Carola Schmidt, Didderse

Lebensrettung geht vor Freiheit des Einzelnen

Endlich hat der Gesundheitsminister angesichts völlig unzureichender Zahlen an Organtransplantationen in Deutschland die Initiative ergriffen. Einerseits ist es wichtig, die Entnahme der Organe auf eine finanziell solide Basis zu stellen – ebenso den Zugang zu Spenderorganen zu verbessern. Die Widerspruchslösung ist der beste Ansatz dazu, schaut man nach Spanien, wo diese lange schon gilt. Dort wurde mit 46,9 Spendern pro eine Million Einwohner 2017 eine Bestmarke erzielt, wogegen Deutschland mit 10,4 pro eine Million Einwohner schwach abschneidet (Quelle Deutsches Ärzteblatt). Man bedenke, Spanien ist katholisch, hier ist es die katholische Kirche, die da Bedenken hat, ebenso die niedersächsische Gesundheitsministerin. Dafür habe ich absolut kein Verständnis – hier gilt es Leben zu retten statt die Freiheit des Einzelnen einzuschränken! Hoffentlich wird Herr Spahn sich durchsetzen und das Gesetz in Kraft setzen – jeder Deutsche wird dann bestimmt angeschrieben und kann sich dagegen entscheiden.
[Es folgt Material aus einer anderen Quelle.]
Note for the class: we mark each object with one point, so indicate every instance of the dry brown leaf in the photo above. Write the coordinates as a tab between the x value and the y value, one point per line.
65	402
Dr. Ulrich Bernd Koch, Braunschweig

Mein Körper gehört mir

Mein Körper gehört mir und nicht dem Staat! Die Macht des Staates darf Grenzen nicht überschreiten, die unverhandelbar bleiben müssen! Sollte das Bundesgesundheitsministerium mit seiner neuen Idee durchkommen, würde dies eine der wichtigsten Bastionen persönlicher Freiheit dem Erdboden gleichmachen. In meinen Gedanken spielt sich ein Horrorszenario ab, wenn ich mir vorstelle, welche Türen dem Staat danach offen stehen würden. Nur unsere Advokaten könnten sich freuen, denn die mit jeder Widerspruchslösung unweigerlich einhergehende Problematik muss ja vielfach geklärt werden! Wollen wir unsere Gerichte mit irrsinnigen Streitereien über das Besitzrecht unserer Innereien wirklich zusätzlich belasten? Das Leben ist ein Geschenk und sollte es bleiben! Ich befürchte Spahns Vorschlag würde genau das – wenn auch ungewollt – konterkarieren.